Folha - Ele estaria então fazendo um discurso para se eleger e, uma vez na Presidência, adotaria uma política diferente, mais à esquerda, como defendeu Giannotti?
Conceição - Essa de dizer uma coisa e fazer outra não era muito típico do Fernando, mas se for assim, se ele estiver só com um blá-blá-blá para a direita e depois pretende fazer o contrário, eu pergunto: faz o contrário como? Ou ele acha que vai enrolar o Antônio Carlos Magalhães? Francamente, o Giannotti pode entender de filosofia, mas de política e de economia ele não entende.
Folha - Então a social-democracia, no caso do PSDB, não passa de uma sigla?
Conceição - Eu não conheço o programa social do PSDB, mas conheço o do PFL. Sabe qual é? Imposto de renda de 10% para todo mundo, privatização da Saúde, da Previdência. Quando ainda era sociólogo e concordava com o que ele mesmo dizia, o Fernando Henrique falou que o futuro do Brasil não poderia ser o passado da Europa. Se houver algo parecido com social-democracia no Brasil, ela está no PT. Folha - E o plano de estabilização? Se ele der certo, não será um bom ponto de partida para qualquer que seja o próximo presidente, como disse o sociólogo Francisco Weffort, seu colega de PT?
Conceição - Primeiro esse plano não estabiliza nada. Segundo, tem estabilizações que não são boas para todos. Durante o regime militar, o doutor Delfim Netto dizia que governava para 40% e que Deus cuidava dos outros 60%. Pelo visto, o plano FHC governa para 20% e o diabo que cuide do resto.
Folha - Mas a sra. não explicou porque, afinal, o plano não estabiliza nada.

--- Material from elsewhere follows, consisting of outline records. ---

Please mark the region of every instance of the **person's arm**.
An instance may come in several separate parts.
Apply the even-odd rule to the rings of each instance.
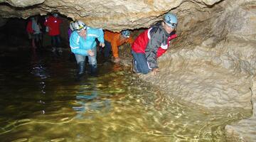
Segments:
[[[99,40],[100,42],[100,45],[102,46],[102,47],[104,47],[105,46],[105,40],[104,40],[104,32],[103,32],[103,30],[102,28],[98,28],[97,29],[97,40]]]
[[[163,31],[160,28],[156,31],[153,29],[151,31],[151,36],[146,45],[145,53],[146,58],[149,62],[149,65],[151,70],[158,68],[156,54],[159,47],[161,46],[163,40]]]

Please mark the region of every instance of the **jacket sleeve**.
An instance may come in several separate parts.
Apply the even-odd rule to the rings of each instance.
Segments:
[[[100,41],[100,43],[104,43],[104,32],[102,28],[99,28],[97,32],[97,40]]]
[[[153,29],[151,31],[152,32],[151,33],[151,36],[145,50],[146,58],[150,69],[159,67],[156,55],[157,50],[163,41],[163,31],[161,31],[159,28],[156,31]]]

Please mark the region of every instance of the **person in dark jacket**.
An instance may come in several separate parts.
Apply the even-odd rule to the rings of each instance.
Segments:
[[[176,16],[168,13],[164,21],[139,35],[132,45],[134,72],[147,74],[151,71],[153,75],[156,74],[157,58],[166,52],[169,41],[177,36],[175,32],[177,23]]]

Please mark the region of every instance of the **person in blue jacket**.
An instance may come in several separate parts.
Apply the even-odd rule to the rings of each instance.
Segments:
[[[103,31],[102,28],[88,27],[81,21],[75,22],[74,30],[70,35],[70,46],[78,65],[78,77],[80,78],[85,73],[86,56],[88,57],[90,74],[96,75],[97,66],[95,40],[97,38],[100,46],[102,48],[105,46]]]

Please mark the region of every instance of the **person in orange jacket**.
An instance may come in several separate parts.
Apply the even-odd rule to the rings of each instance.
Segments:
[[[132,45],[134,42],[134,40],[130,36],[130,31],[128,30],[123,31],[121,33],[113,33],[109,31],[105,31],[104,38],[105,40],[104,56],[105,58],[108,58],[110,56],[110,50],[112,49],[112,52],[114,58],[114,62],[115,63],[118,63],[121,60],[118,55],[118,46],[125,43],[128,43]]]

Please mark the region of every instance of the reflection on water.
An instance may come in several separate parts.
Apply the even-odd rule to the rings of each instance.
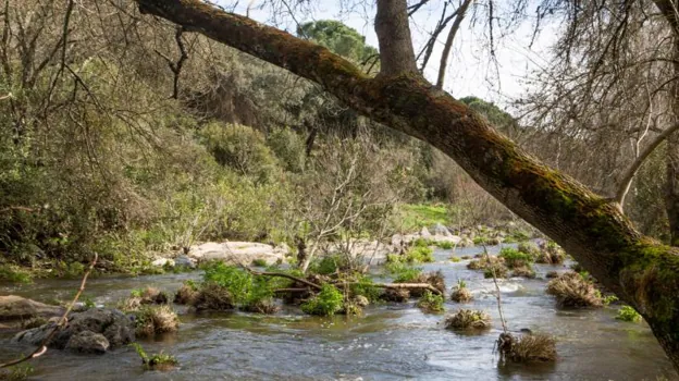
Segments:
[[[457,256],[473,255],[464,249]],[[437,250],[439,262],[425,270],[442,270],[446,283],[464,279],[476,300],[467,306],[487,310],[494,330],[460,334],[443,329],[442,315],[425,315],[400,305],[370,307],[362,317],[316,318],[284,309],[276,316],[240,312],[183,315],[177,334],[143,343],[147,352],[174,354],[181,367],[171,372],[143,371],[134,349],[103,356],[78,356],[58,351],[34,361],[36,379],[44,380],[655,380],[676,379],[671,365],[645,324],[614,319],[615,309],[556,310],[544,295],[544,280],[501,282],[509,328],[529,328],[557,336],[556,364],[531,367],[498,364],[493,354],[499,334],[492,281],[450,263],[449,250]],[[538,266],[539,276],[555,267]],[[564,269],[564,267],[556,267]],[[174,291],[199,273],[131,279],[95,279],[87,295],[97,303],[114,304],[131,288],[152,284]],[[39,300],[66,299],[78,281],[38,281],[33,285],[0,286],[2,294]],[[447,310],[458,306],[446,303]],[[0,360],[29,348],[0,336]]]

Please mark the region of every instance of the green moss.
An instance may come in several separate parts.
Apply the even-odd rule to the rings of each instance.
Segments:
[[[323,284],[321,292],[301,305],[305,314],[333,316],[344,306],[344,297],[332,284]]]

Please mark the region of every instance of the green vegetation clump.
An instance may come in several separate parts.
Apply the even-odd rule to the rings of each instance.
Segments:
[[[171,370],[180,364],[174,356],[168,355],[162,351],[158,354],[149,356],[146,354],[146,351],[144,351],[141,345],[137,343],[132,343],[129,345],[135,348],[137,355],[141,358],[144,368],[147,370]]]
[[[135,335],[151,337],[158,333],[176,332],[180,318],[170,306],[145,306],[135,312]]]
[[[0,281],[10,283],[32,283],[33,275],[18,266],[2,265],[0,266]]]
[[[427,290],[420,297],[417,306],[425,312],[443,312],[443,296],[435,295],[431,291]]]
[[[616,319],[634,323],[639,323],[642,320],[641,315],[639,315],[639,312],[637,312],[637,310],[630,306],[620,307]]]
[[[491,316],[485,311],[460,309],[445,319],[445,328],[456,331],[491,328]]]
[[[503,247],[502,250],[499,250],[498,257],[505,260],[505,265],[509,269],[530,266],[530,263],[534,261],[530,254],[519,251],[511,247]]]
[[[510,345],[507,357],[514,362],[550,362],[556,360],[556,340],[551,335],[524,334]]]
[[[453,287],[453,292],[450,293],[450,300],[457,303],[467,303],[473,298],[469,288],[467,288],[467,283],[461,279],[457,281],[457,285]]]
[[[344,296],[332,284],[323,284],[321,292],[301,305],[305,314],[318,316],[333,316],[344,306]]]
[[[591,281],[576,272],[566,272],[547,283],[547,294],[556,297],[561,308],[601,307],[602,296]]]
[[[533,260],[538,259],[538,257],[540,256],[540,247],[538,247],[538,245],[532,242],[519,243],[519,245],[517,246],[517,250],[519,253],[523,253],[530,256],[531,258],[533,258]]]

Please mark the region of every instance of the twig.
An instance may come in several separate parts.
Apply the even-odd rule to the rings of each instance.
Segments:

Conceição - O plano só pode dar parcialmente certo para o candidato, do ponto de vista eleitoral. A proposta de inercializar a inflação já furou. Estamos tendo inflação em dólar, uma confusão dos diabos. E eles dizem que essa estabilização é neutra. É uma piada. Como neutra? O salário mínimo vale US$ 62. É a primeira vez, desde 1982, que num plano de estabilização o salário mínimo é inferior aos US$ 100.
Folha - Por que a sra. trocou o PMDB pelo PT?

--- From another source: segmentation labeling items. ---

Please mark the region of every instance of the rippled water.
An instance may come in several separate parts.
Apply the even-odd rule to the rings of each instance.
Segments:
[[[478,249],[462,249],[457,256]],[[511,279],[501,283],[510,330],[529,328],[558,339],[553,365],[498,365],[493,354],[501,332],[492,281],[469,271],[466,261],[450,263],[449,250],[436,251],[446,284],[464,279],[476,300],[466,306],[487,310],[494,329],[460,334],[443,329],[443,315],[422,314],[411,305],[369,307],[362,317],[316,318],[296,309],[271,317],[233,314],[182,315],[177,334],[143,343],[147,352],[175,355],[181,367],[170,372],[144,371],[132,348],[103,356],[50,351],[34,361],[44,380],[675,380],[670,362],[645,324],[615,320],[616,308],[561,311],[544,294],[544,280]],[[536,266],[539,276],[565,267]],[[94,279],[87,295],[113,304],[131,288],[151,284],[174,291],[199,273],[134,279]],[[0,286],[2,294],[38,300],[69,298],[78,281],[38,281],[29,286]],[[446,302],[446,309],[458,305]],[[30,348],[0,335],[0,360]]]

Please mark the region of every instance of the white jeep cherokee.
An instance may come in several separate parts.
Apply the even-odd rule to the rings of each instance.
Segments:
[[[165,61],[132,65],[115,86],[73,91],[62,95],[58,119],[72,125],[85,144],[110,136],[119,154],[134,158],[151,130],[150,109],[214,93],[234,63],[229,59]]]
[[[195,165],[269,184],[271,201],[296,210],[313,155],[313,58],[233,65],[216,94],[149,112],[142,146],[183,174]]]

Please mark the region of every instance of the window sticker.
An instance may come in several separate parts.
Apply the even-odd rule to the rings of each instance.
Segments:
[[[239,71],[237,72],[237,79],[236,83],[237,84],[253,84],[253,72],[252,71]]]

Conceição - Cristianizaram o velho Ulysses. Depois do vexame dos 4% na eleição de 89, falei para o Ulysses que ele tinha sido boicotado, que aquele não era um partido sério e eu estava caindo fora. Lembro que ele pediu para que eu ficasse. Respondi que, se tivesse que entrar em algum partido seria o PT, apesar de saber dos meninos meio xiitas, que iam me torrar a paciência. Foi esse desastre de plano FHC e essa atitude de mistificação da elite intelectual brasileira, essa marcha à direita despudorada –tudo isso que me fez ir à luta. Se este país tiver algum destino nas próximas duas décadas, vai depender da capacidade do PT de democratizá-lo. Quanto aos xiitas, acho que mais valem eles do que um "mauricinho".
Folha - E o argumento da governabilidade, que tem sido defendido por PSDB e PFL para justificar a aliança?

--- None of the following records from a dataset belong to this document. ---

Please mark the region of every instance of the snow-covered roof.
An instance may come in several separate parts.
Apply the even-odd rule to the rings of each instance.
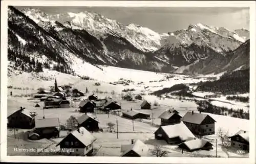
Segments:
[[[160,119],[168,120],[171,117],[172,117],[173,115],[174,115],[175,114],[177,114],[178,115],[180,116],[181,118],[181,116],[179,114],[175,112],[175,111],[176,111],[176,110],[169,110],[165,111],[163,113],[162,113],[158,118]]]
[[[188,149],[189,149],[190,150],[193,150],[198,149],[201,149],[203,148],[207,143],[212,145],[212,144],[207,140],[196,138],[195,139],[191,139],[188,141],[186,141],[184,143],[180,144],[178,146],[180,146],[184,144],[188,148]]]
[[[96,106],[96,104],[93,101],[92,101],[91,100],[87,100],[86,101],[83,101],[81,102],[79,104],[78,107],[82,107],[83,106],[84,106],[84,105],[86,105],[88,103],[90,103],[94,105],[94,106]]]
[[[232,136],[236,136],[237,135],[240,135],[241,137],[244,138],[245,140],[249,142],[249,132],[248,131],[240,130],[237,133],[236,133],[234,135],[230,136],[229,138],[230,138]]]
[[[150,104],[148,103],[146,101],[144,101],[142,102],[142,103],[141,103],[141,104],[140,105],[140,106],[143,106],[147,104],[150,104],[150,106],[151,106],[151,105],[150,105]]]
[[[182,140],[187,140],[196,138],[187,126],[182,123],[175,125],[162,126],[159,128],[163,129],[169,138],[179,137],[181,139],[182,138]]]
[[[35,120],[35,128],[53,127],[59,126],[58,118],[46,118]]]
[[[13,114],[15,113],[16,112],[20,112],[20,113],[23,113],[23,114],[27,115],[27,116],[28,116],[29,118],[33,118],[32,115],[35,115],[35,113],[34,112],[32,112],[29,111],[28,109],[24,109],[23,110],[19,109],[19,110],[16,111],[15,112],[13,113],[12,114],[11,114],[9,116],[8,116],[7,117],[7,118],[9,118],[12,114]]]
[[[79,131],[78,131],[78,130]],[[94,142],[96,138],[91,134],[91,133],[84,127],[80,127],[78,130],[74,130],[68,135],[65,138],[61,140],[56,146],[58,146],[66,137],[70,135],[72,135],[84,146],[88,146]]]
[[[122,145],[121,152],[123,152],[121,156],[124,155],[131,150],[134,151],[140,156],[146,156],[148,153],[148,147],[141,140],[138,139],[134,144],[131,145]]]
[[[81,124],[82,123],[83,123],[84,121],[87,120],[87,119],[88,119],[89,118],[91,118],[91,119],[95,120],[96,121],[99,122],[99,121],[97,120],[94,118],[91,115],[86,114],[83,114],[81,116],[80,116],[80,117],[79,117],[78,119],[77,119],[77,122],[78,123],[78,124]]]
[[[200,125],[207,116],[209,115],[208,114],[196,113],[194,112],[187,112],[183,116],[182,121],[183,122]],[[210,117],[210,116],[209,116]],[[214,120],[212,118],[211,119]],[[214,121],[216,122],[215,120],[214,120]]]
[[[122,112],[123,114],[128,115],[131,116],[134,116],[134,115],[139,114],[138,112],[134,110],[124,110]]]

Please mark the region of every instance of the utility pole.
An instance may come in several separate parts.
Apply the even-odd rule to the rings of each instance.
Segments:
[[[117,134],[117,139],[118,139],[118,122],[117,121],[117,120],[116,120],[116,131]]]
[[[134,131],[134,124],[133,124],[133,131]]]
[[[152,126],[154,126],[154,113],[152,113]]]
[[[216,139],[216,158],[217,156],[217,139]]]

Conceição - Não estou nem um pouco interessada por pactações de governabilidades abstratas. Isso é conversa para boi dormir. No Nordeste, não me interessam pactos com os senhores que meteram no bolso todos os subsídios que foram para lá durante 30 anos. O pacto que me interessa é aquele que muda a correlação de forças e visa os filhos da pobreza, os sem destino.
Folha - Adeptos de FHC lembram que o PT está aliado ao PC do B, que apoiou o massacre dos estudantes na praça da Paz Celestial.
Conceição - Se eles acham que o PC do B tem em relação ao PT a mesma importância do PFL em relação ao PSDB, devem estar brincando. O PC do B é uma coisinha deste tamanho, uns pobres coitados. O Giannotti é amigo do Fernando e está fazendo racionalizações brutais para justificar sua opção. Nessa eu não entro. Lamento muito que meu amigo Fernando Henrique tenha escolhido o caminho contrário ao que defendeu quando era intelectual. Hoje, Fernando Henrique é o homem e suas circunstâncias. Lula é maior que suas circunstâncias.